Sam Wiley, second from left, and the Northern Capitals went a perfect 6-0 to win the Canada Cup West Spring Hockey Tournament in Kelowna from May 12-14. Contributed photo

Sam Wiley, second from left, and the Northern Capitals went a perfect 6-0 to win the Canada Cup West Spring Hockey Tournament in Kelowna from May 12-14. Contributed photo

Sam Wiley, Northern Capitals win it all in Kelowna

One of the most competitive girls hockey tournaments in B.C. had a Prince Rupert flavour this year

One of the most competitive girls hockey tournaments in B.C. had a Prince Rupert twist this year.

Standout Rupert right-winger Sam Wiley took to the ice with the U12 Northern Capitals at the Canada Cup West hockey tournament in Kelowna from May 12-14, and won every single game with the team, helping the Caps claim the coveted trophy.

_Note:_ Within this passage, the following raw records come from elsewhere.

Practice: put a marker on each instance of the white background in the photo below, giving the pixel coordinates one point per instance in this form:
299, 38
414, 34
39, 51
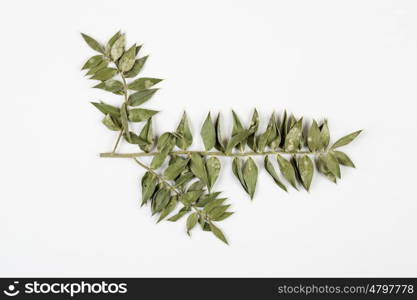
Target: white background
66, 212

In a tournament that Northern Capitals coach Bobby Hutchings didn’t expect to do so well against fierce competition with teams from all over B.C. and Alberta, the team swept their round robin foes and went 4-0, beating the Vancouver Island Monarchs 6-1, the Selects Hockey BC 12 6-0, the Havoc U12 Elite 8-2 and Calgary Pinnacle Hockey 4-3 in double overtime. That game was definitely memorable, said the hockey star, who is entering Grade 8 in September.

“We definitely got really tired, but we just had to pull through and that’s how we won. We’ve never been in that situation before,” Sam said.

Not only was the Pinnacle team the Northern Capitals’ toughest competition, they were also the most physically intimidating team at the tourney.

“They had a bunch of good players. Their defence was really strong and they were really physically tall. They definitely had a size advantage,” Sam added.

The right-winger played with a few girls she had known previously thanks to prior tournaments – two from Terrace and a few from Vanderhoof and Prince George.

Wiley carries a 64 km/h slapshot with her, which has earned her the name ‘Slapshot Sammy’. One of her favourite spots to set up office is along the half-wall – the exact same spot as superstar Alexander Ovechkin scores all his goals with the one-timer on the NHL’s Washington Capitals.

“She’s always set up on the left side in the slot for the one-timer, that’s how she scores most of her goals,” said her dad, Kevin Wiley.

In the championship game, it was a rude awakening for the Calgary squad that faced northern B.C.’s best under-12 girls hockey athletes. The team won 2-1 in a rematch against Pinnacle Hockey. To get there, the Caps beat the Okanagan All Stars 3-1 in the semifinals.

“They’re used to dominating – that Calgary team wins everything. The parents said you guys should bring this team to Alberta because you’d be so impressed with the competition there,” said Sam’s mom Val.

Communication was key for the Northern Capitals, said Sam, who notched two assists in the tourney.

“I think we worked together well because everybody played their position really well and we always had our heads up to see if anybody was open. Lots of talking going on,” she said.

Hutchings put Wiley out in all situations, whether it be on the power-play, penalty kill or 5-on-5.

“He said I was really aggressive and I was really good at forechecking, back-checking, setting up plays and getting open to passes,” Sam said.

And while winning it all was the goal for the squad, the team bonding is the part she always enjoys the most when playing outside of the North Coast. The team went out for lunches, dinners, and played in the outdoor pool at the hotel and in the guest rooms.

“I made tons of new friends when I was there, it was just an amazing time,” she said.

Wiley will now attend two hockey camps in Quesnel and Prince George this summer and move up to the Bantam division with the mixed boys and girls Prince Rupert Seawolves team. She wants to try out for the rep squad, but the division comes with new challenges.

“It’s kind of scary going into Bantam because there’s going to be hitting, but I’m also very excited and up for the challenge,” Sam said.

Also in her pocket is an invitation to join the Northern Caps next spring, reuniting her with her pals and girls hockey stars from across the north.